While waiting, the wife enjoys greater stimulation, first from another man's sexual advances and secondly from her 'cuck' husband. Besides this, the wife enjoys sudden sharp neurochemical peaks, triggered by feeling physically desired and stimulated by another lover. When a wife is thus excited by the neurochemicals of a different sexual relationship, she brings home the excitement and enthusiasm to project onto her husband.

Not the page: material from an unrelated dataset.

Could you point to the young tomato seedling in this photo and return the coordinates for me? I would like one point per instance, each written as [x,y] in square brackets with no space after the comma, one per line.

And the Jealousy?The above-mentioned seems to contradict the hypothetical bases of evolutionary psychology about jealousy, which are founded on the idea that man specifically reacts with jealousy towards sexual infidelity by his companions. According to those suppositions, far from feeling sexually incited, the wife's infidelity triggers extreme reactions of anger in the betrayed husband, to the point where he may commit crimes of passion due to his wife's infidelity. But the question arises immediately: Is that anger, that violent impulse that can lead to crime, triggered by the fact that the wife has been found appealing and attractive by another man, or are they really the betrayal, the deception that led to infidelity and the feeling of being mocked, the great motor of such strong reactions in the cheated husband? Historically and universally widespread polygamy in all cultures seems to challenge these interpretations, suggesting that there exist different responses to jealousy, and even adaptive ones, arriving at a Hobbesian negotiation considering the possibility that in certain men, accepting their wife's promiscuous behavior is seen as a necessary evil, as a way of ensuring her permanence in the relationship, which would break if she were not satisfied sexually with her husband, seeking satisfaction in other men and breaking the marriage for this reason. Other researchers advance other hypotheses about the submerged reasons why a man may desire to share his wife: Exaggerated admiration for his wife accompanied by a compulsion to let others 'try' him out on how magnificent she is; the experience of feeling superior to other evils, which after being 'used' in the satisfaction of both spouses' fantasies are relegated as if they were simple sexual objects, something As if they were meat dildos; as compensation or retribution for infidelities committed by the male, whether these are known to the wife or not, etc.

The Absent Egoism

One thing that does deserve noting in pure candaulism is that it can be distinguished from the exchange of wives, which is so common in the swinger community: The fact that in a great majority of cases the man does not claim the right to enjoy another woman, but rather seems satisfied with his own wife's pleasure. It means that there is a notable absence of egoism on the part of the man, who enjoys when his wife enjoys.

And surprisingly, the wife reciprocates this behavior by trying to provide her husband with the greatest possible visual pleasure, even interrupting the performance of the invited lover in turn to ask her husband: Do you see well? Does it seem better to you?

In this way, in a great many cases of happy cuckolds, the couple ends up in what is known as a 'win-win-win situation': A situation where everyone wins: The wife, the husband, and the happy invited guest.

4 comentários - El cornudismo 2

excelente !! te recomiendo leer el libro El dilema de la pareja - de esther perel. es un compilado de situaciones de infidelidad contados por pacientes de esta psicoanalista , con claras menciones a las fantasias y a la excitacion que produce compartir a la pareja.